Md. historian charged with stealing, selling WWII artifacts

WASHINGTON — A historian has been charged with stealing and selling artifacts from fallen World War II airmen from the National Archives.

The U.S. Department of Justice said in a statement that Antonin DeHays, 32, of College Park, Maryland, is accused of visiting the National Archives at College Park, Maryland, where he “stole dog tags and other documents belonging to U.S. servicemen whose planes had crashed during World War II” and then sold them on eBay.

On at least one occasion, the Justice Department said DeHays traded a dog tag from a Tuskegee Airman for the chance to sit in a Spitfire, the iconic British World War II fighter plane.

The statement read that the thefts occurred between October 2015 and last Friday, and that investigators, following up a search warrant, found six dog tags and other documents at DeHays’ home. He was charged with theft of government records and had his first court appearance Tuesday.
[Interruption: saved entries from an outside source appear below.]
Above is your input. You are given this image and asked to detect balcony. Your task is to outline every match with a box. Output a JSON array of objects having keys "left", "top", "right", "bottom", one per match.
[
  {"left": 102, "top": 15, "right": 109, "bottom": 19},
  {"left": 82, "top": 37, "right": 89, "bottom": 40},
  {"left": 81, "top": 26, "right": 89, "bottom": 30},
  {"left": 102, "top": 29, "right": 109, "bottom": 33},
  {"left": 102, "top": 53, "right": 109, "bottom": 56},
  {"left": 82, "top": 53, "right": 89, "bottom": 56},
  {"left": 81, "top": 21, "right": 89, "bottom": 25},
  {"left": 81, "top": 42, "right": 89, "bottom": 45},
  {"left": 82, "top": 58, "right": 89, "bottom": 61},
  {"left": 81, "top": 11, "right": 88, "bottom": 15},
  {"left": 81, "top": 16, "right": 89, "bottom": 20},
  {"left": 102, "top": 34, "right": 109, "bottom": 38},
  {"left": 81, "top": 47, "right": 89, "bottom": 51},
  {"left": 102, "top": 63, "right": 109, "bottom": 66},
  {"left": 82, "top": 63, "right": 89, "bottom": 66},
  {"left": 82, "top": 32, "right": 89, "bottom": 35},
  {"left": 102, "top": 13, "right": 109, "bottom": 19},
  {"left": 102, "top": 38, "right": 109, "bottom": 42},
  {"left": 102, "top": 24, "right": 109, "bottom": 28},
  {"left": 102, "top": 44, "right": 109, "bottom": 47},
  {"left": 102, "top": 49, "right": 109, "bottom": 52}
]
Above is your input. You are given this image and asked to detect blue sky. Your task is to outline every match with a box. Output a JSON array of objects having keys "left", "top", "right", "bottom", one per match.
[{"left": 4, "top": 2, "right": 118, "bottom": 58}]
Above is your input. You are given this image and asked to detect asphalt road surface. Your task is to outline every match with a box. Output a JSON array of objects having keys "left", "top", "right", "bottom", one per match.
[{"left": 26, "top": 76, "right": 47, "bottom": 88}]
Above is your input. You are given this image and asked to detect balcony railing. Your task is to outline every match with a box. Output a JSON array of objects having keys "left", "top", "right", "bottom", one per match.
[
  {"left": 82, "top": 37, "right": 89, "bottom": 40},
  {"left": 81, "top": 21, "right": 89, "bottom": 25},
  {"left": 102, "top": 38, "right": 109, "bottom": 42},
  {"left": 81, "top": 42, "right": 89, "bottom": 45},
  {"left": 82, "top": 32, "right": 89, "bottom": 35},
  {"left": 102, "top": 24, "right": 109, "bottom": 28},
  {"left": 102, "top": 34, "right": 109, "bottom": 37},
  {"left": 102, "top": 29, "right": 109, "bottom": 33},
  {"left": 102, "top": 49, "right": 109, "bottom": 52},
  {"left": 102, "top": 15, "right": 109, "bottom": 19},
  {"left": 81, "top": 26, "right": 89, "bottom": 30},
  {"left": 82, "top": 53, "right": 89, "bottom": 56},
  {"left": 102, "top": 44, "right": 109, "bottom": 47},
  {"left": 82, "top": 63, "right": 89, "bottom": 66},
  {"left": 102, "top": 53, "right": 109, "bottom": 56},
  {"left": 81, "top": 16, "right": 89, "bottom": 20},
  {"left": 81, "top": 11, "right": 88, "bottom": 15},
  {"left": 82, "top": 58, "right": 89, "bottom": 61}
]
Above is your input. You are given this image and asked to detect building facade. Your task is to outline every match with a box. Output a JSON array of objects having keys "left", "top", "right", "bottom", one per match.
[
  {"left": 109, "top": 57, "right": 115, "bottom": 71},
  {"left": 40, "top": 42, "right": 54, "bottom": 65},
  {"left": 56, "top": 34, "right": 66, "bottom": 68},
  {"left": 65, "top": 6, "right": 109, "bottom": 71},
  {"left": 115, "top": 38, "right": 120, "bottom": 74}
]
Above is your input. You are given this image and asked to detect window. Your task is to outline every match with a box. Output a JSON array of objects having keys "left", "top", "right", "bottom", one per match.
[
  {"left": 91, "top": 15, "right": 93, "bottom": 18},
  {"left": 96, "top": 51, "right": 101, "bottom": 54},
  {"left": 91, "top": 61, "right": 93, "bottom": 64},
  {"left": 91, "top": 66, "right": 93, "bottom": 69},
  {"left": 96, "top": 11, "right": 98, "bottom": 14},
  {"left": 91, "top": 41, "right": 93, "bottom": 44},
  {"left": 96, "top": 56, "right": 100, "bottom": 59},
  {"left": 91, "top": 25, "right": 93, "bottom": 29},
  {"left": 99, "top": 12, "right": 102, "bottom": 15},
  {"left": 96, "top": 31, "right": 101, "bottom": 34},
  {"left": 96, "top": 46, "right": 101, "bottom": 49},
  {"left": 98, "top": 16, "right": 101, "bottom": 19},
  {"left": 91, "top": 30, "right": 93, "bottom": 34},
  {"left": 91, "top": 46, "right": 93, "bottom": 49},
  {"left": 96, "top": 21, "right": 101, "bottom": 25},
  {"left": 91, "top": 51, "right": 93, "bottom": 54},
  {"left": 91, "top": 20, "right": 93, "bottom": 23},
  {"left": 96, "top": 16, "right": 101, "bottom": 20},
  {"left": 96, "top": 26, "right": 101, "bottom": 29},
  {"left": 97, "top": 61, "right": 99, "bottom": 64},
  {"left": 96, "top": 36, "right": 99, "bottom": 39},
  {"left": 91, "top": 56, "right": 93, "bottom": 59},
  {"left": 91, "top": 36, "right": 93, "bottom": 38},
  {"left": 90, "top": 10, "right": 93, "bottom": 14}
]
Archivist of the United States David Ferriero said in the statement, “The theft of our history should anger any citizen, but as a veteran, I am shocked at allegations that a historian would show such disregard for records and artifacts documenting those captured or killed in World War II.  Although we have increased our security measures in recent years, this case highlights the constant threat our records and artifacts face and why the security of the holdings of the National Archives is my highest priority.”